A metamemória que teve seu apogeu no século XIX parece que nos tempos atuais está em

crise, pois as transformações sociais e a contestação do historicismo e de seus postulados como a

perfectibilidade, a evolução, o progresso e etc. instalaram um sentimento de descontinuidade e de

pluralidade. Pois mesmo ao nível mais subjetivo, tende-se a esquecer que a própria memória é

tridimensional (presente, passado, futuro). Neste caso, há uma crescente dissolução da vivência do

tempo como presente real (complexo e tendencional) na atemporalidade e acronia do tempo real.

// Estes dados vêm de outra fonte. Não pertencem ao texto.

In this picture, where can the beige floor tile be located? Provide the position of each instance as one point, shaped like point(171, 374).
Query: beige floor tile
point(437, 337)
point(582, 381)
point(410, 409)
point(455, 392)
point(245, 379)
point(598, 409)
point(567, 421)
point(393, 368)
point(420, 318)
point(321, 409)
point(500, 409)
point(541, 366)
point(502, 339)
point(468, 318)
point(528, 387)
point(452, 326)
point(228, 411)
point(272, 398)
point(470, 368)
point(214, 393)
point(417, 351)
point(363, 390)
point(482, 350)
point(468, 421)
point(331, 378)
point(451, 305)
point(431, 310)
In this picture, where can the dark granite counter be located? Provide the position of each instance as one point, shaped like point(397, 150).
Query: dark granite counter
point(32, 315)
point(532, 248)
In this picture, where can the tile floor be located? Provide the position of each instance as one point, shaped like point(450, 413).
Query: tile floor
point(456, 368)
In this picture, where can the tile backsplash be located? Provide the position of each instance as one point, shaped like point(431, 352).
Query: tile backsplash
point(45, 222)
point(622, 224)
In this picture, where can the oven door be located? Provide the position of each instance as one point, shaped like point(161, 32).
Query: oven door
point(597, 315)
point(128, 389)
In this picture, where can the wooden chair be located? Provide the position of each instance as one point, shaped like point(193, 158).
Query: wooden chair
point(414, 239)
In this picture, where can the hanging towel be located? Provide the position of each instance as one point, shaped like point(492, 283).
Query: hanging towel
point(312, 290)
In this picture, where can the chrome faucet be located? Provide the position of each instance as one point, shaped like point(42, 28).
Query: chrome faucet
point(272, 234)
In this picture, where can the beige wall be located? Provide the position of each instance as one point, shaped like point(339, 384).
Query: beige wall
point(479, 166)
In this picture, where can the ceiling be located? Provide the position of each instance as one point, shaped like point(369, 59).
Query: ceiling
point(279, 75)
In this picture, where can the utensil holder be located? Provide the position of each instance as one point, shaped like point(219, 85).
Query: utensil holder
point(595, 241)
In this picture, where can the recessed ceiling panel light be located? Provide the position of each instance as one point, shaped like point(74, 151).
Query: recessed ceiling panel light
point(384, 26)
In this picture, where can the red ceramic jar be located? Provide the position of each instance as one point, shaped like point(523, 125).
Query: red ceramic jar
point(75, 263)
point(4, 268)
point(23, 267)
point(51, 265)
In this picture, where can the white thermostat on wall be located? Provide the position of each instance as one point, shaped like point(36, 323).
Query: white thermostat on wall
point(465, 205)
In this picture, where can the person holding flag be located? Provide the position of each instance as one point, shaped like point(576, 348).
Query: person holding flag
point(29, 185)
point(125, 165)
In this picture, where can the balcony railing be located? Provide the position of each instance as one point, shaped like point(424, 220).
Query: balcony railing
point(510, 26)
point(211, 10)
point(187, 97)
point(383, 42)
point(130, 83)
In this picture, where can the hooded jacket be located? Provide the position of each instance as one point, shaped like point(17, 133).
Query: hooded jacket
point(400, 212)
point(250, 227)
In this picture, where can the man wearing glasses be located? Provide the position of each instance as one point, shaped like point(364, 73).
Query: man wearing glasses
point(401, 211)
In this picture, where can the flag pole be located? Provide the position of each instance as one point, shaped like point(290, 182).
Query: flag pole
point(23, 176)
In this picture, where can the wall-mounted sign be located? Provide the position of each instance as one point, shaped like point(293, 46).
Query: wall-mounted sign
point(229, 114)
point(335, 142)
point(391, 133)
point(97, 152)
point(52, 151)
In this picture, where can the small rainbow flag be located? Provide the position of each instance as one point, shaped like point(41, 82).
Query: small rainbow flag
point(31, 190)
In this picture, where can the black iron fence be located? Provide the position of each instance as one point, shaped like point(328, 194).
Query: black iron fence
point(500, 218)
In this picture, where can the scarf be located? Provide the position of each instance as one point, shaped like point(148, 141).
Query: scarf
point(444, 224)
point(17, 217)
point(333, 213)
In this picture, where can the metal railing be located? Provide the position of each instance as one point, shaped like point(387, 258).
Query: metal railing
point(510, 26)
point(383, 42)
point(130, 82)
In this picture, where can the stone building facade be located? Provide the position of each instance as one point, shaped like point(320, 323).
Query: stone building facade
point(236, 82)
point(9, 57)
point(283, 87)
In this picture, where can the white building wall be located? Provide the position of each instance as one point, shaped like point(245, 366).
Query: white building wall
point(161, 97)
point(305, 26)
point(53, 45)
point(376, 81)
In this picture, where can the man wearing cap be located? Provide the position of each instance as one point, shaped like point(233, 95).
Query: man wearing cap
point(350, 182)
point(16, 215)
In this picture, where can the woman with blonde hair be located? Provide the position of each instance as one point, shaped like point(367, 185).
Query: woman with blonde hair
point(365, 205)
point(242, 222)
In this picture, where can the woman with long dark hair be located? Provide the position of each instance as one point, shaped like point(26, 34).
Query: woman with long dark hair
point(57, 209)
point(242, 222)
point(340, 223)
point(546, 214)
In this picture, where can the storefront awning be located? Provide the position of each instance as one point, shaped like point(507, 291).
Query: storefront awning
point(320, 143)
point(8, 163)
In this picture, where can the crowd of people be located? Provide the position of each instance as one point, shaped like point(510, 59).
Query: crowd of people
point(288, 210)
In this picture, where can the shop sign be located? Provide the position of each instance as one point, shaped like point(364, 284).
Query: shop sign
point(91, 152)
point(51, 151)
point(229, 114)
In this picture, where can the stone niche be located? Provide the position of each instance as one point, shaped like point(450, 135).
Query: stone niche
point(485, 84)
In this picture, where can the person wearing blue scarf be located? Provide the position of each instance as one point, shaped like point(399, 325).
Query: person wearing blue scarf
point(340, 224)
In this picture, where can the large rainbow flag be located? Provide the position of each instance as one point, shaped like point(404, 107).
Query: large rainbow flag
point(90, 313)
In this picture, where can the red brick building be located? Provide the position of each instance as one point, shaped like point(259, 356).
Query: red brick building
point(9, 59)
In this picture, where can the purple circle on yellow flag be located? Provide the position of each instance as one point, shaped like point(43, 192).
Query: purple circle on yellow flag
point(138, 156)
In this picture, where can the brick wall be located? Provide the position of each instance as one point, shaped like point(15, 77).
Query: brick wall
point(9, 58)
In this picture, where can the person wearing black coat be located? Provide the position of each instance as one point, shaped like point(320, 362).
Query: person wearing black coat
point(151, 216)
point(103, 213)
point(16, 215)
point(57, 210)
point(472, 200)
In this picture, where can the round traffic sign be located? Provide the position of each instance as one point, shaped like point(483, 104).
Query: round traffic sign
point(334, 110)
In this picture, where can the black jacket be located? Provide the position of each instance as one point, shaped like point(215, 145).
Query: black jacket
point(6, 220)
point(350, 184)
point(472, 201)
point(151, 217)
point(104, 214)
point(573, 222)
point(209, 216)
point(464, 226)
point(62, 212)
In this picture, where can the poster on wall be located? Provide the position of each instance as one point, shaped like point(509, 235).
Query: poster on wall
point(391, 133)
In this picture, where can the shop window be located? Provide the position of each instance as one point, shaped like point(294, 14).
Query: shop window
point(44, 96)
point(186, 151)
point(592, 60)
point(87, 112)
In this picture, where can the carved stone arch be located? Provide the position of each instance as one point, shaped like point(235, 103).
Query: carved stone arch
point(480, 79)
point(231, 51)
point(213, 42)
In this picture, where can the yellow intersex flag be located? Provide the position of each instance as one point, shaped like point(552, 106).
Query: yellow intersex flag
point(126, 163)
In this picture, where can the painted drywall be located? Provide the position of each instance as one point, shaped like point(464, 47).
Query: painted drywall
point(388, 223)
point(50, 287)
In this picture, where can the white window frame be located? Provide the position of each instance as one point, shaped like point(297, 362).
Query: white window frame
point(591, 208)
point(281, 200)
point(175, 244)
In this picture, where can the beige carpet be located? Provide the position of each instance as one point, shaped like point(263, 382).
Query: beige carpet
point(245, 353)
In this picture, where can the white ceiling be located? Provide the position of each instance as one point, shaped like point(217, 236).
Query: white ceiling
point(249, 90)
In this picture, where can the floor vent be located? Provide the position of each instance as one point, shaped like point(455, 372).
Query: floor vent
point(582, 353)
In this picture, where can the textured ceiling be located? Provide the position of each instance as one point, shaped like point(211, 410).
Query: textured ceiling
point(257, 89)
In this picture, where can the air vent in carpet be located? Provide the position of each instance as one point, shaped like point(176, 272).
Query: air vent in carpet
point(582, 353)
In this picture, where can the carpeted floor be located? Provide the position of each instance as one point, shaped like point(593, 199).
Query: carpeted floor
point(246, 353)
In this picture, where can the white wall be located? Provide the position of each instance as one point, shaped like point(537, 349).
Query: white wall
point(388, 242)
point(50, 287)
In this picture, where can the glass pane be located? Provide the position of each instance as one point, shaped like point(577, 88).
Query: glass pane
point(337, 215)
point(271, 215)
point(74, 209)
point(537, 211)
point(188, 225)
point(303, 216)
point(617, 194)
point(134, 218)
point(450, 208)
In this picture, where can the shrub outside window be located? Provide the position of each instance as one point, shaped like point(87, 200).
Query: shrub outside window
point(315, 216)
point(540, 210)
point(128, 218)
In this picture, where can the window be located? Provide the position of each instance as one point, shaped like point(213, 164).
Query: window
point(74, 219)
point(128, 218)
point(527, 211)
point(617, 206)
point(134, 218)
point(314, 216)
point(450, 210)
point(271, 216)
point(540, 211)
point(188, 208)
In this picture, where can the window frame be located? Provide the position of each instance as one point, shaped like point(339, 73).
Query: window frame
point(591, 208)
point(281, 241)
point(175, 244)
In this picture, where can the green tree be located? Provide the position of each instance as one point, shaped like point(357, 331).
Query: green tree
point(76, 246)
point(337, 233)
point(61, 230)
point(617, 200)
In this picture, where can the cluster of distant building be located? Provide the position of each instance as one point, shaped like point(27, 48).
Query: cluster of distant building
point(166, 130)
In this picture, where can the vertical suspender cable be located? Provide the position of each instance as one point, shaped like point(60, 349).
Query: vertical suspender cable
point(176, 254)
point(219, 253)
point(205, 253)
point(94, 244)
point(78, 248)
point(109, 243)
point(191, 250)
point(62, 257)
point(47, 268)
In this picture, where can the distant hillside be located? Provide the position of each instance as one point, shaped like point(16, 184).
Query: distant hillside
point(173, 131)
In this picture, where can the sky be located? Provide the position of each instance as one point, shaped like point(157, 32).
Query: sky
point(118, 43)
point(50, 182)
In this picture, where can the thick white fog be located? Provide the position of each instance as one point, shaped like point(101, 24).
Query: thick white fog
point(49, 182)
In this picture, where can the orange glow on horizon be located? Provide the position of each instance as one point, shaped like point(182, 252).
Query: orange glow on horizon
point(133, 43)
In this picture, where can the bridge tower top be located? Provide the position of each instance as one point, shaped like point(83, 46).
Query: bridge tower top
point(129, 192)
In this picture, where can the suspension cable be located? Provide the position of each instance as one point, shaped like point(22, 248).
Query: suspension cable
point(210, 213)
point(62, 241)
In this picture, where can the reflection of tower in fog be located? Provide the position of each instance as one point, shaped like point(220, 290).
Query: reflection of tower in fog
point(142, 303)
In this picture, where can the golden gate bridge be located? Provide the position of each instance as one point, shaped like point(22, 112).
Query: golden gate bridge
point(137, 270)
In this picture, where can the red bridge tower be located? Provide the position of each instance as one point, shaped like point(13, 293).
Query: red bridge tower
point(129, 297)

Enquanto o presente real postula a memória em ação, onde se cruzam heranças e

expectativas, o tempo real transcorre como tempo vulgar, logo, como uma mera sucessão, em que

cada momento transporta esquecimento do instante que o precedeu (Ricouer). Catroga pergunta se

“Conduzirá tudo isto ao aparecimento de uma sociedade amnésica?”. Segundo Catroga o que parece

ser a crise, seja tão-só, sintomas do aparecimento de modos mais plurais e diversificados de

objetivação memorial, em conseqüência da fragmentação dos sistemas culturais nas sociedades

contemporâneas. Mas é preciso tomar cuidado com o sentido de nossa própria existência e nas

nossas relações com o outro, as palavras de Nietzsche pode nos ajudar a pensar melhor a questão: “é

licito reivindicar o direito ao esquecimento. Porém, não se pode olvidar que os abusos da amnésia, e

os da recordação geram os mesmos efeitos. Ambos deságuam no caos e no sem- sentido da

existência”.

5. QUESTÕES

a) Qual a diferença conceitual para Catroga entre “re-presentar” e “re-presentificar” a ponto do

autor utilizar e preferir este á aquele?

b) Quais os problemas que caracterizam os inquéritos da historiografia?

c) Qual a relação entre memória e identidade? Se a memória produz e mantém identidades, seria

correto afirmar que a identidade, também, produz memória? Ou a memória que permeia as

identidades já são pré-estabelecidas atuando como mantenedoras das identidades?